Das vielbeschimpfte Internet ist schon toll, vor allem auch für klassische Medien. Musste man doch früher, wenn man das Leben von bis dato weitgehend namenlosen Opfern nachzeichnen wollte, extra zum Wohnort herausfahren, um das Haus des Opfers herumlungern, Nachbarn oder den Bäcker/Friseur/Tankwart befragen, sich mit anderen Leichenfledderern Reportern vor Ort herumschlagen und BILD lesen.
Heute ist das ganz einfach: Man nehme den Namen und lege los. So passiert das gerade mit einer gewissen Jenny B. Das ist die Frau, die vom Segelschulschiff Gorch Fock aufgrund noch ungeklärter Umstände ins Meer gefallen und ertrunken ist. SPIEGEL ONLINE nennt sie superkorrekt „Jenny B.“ und schreibt:
„Durchsucht man mit dem vollständigen Namen der Seekadettin Jenny B. das Internet, stößt man schnell auf eine Seite, die betroffener kaum machen könnte. Es ist bloß ein kurzer Eintrag, den die 18-Jährige hinterlassen hat, doch selbst die wenigen Zeilen erzählen von einer lebenslustigen, unbekümmerten, „recht ordentlichen“ jungen Frau, die „das Leben genießen“ wollte und sich als „Typ zum Pferde stehlen“ beschrieb. „Das Leben ist zu kurz, um langsame Musik zu hören“, verkündete sie übermütig.“
Wie praktisch doch so soziale Netzwerke sind. Die betreffende Seite findet sich hier bei einem Dienst namens „Netlog“ und da steht folgendes:
„Also, ich bin 17 Jahre jung, im Sternzeichen Jungfrau geboren. Mein Vorname stammt aus dem keltischen und bedeutet „Die Weisse“ und genau das bin ich auch
Ich bin recht ordentlich, setze mich sehr für meine Freunde ein (*allen mal ein Bussi zukommen lass*) und bin ein Typ zum Pferde stehlen!“
Ein Text, der kürzer ist als die Zusammenfassung von SPIEGEL ONLINE. Und der, wenn man rechnet, ein bis zwei Jahre alt ist. Und der, wenn man näher überlegt, auch von jedem geschrieben sein kann. Und der, wenn wir ehrlich sind, so richtig belanglos ist, weil es weder die Person beschreibt, weder wirklich jemanden betroffen machen kann und das Unglück nicht aufklärt. Es taugt am ehesten nur für eine Einleitung in die Nachricht, dass die Leiche nun gefunden ist und eigentlich nicht sonderlich viel mehr dazu zu berichten wäre.

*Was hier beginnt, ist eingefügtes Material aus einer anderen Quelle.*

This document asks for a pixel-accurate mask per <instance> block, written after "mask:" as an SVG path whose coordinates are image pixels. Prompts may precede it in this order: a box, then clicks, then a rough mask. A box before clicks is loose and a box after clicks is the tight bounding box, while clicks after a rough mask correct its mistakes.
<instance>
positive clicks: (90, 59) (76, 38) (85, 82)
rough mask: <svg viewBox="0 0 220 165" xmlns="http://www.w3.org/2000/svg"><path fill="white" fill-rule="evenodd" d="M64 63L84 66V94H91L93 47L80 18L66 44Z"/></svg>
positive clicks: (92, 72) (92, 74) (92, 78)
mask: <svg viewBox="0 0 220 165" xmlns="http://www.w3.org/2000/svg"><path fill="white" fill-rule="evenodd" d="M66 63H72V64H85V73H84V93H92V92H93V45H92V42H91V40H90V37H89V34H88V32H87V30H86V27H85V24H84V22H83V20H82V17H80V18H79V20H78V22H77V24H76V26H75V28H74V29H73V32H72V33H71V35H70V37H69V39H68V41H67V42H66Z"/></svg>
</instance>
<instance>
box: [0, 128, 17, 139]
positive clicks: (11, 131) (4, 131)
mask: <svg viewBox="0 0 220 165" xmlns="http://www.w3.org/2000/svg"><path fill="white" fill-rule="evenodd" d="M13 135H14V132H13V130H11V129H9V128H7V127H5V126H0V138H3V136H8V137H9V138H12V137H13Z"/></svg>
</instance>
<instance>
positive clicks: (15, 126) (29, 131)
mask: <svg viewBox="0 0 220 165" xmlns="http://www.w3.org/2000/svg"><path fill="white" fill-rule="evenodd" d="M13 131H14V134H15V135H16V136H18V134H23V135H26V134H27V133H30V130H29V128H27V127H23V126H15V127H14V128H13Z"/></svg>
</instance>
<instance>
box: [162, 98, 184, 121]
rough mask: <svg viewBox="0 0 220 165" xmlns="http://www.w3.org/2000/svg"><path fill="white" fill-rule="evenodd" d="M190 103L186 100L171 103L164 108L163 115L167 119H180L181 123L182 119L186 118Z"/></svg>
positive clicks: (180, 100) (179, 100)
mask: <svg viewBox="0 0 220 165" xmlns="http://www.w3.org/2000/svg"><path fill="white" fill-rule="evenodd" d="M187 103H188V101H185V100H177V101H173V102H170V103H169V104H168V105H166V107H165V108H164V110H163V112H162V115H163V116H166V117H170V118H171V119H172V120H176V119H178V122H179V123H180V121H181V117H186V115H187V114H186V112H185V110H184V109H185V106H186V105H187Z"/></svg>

Aber das ist in so Dingen wurst, die nachrichten- bzw. klatschgeile Klientel muss mit Inhalten versorgt werden, so belanglos und fragwürdig sie auch immer sind. Früher musste man sich dazu meist kalte Füsse draußen, in der Welt, holen. Heute ist das alles so praktisch!

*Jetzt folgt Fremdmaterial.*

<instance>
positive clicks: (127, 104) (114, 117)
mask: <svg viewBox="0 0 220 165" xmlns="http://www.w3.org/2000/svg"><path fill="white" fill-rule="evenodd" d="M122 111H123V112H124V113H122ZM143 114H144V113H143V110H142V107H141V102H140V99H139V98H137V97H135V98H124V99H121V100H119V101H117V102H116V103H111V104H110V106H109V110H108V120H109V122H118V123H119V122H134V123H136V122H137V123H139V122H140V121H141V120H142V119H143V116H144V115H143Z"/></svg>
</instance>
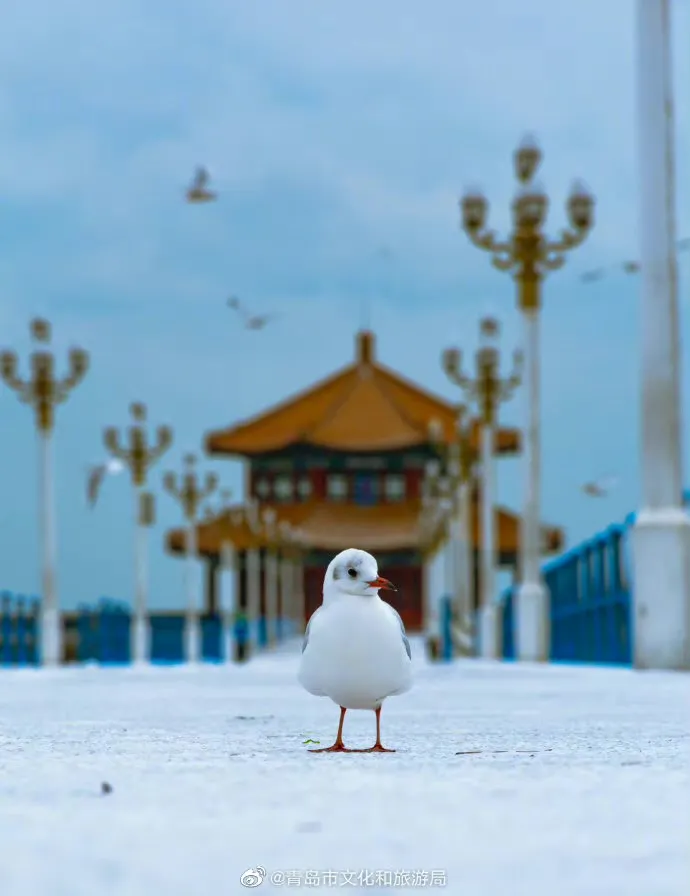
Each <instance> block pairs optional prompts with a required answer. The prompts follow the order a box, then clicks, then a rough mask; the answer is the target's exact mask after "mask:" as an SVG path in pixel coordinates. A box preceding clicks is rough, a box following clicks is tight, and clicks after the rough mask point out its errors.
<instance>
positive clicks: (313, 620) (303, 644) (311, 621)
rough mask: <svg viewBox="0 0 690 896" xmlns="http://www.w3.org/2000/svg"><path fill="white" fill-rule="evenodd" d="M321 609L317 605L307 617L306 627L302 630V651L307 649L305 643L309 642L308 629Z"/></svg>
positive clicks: (309, 627) (308, 632)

[Nachtrag um 17:43: Ich habe den vollen Nachnamen aus diesem Artikel wieder entfernt. Nicht, weil ich der erste gewesen wäre – das hat die Welt Online getan – sondern weil unmittelbar sehr viele Besucher über Google diesen Namen recherchieren und hier landen. Es ist zwar unglaublich verlogen von mir, den Nachnamen wieder zu entfernen und so zu tun, als ob ich ihn nicht gesehen hätte, aber mir scheint das an dieser Stelle angebracht.]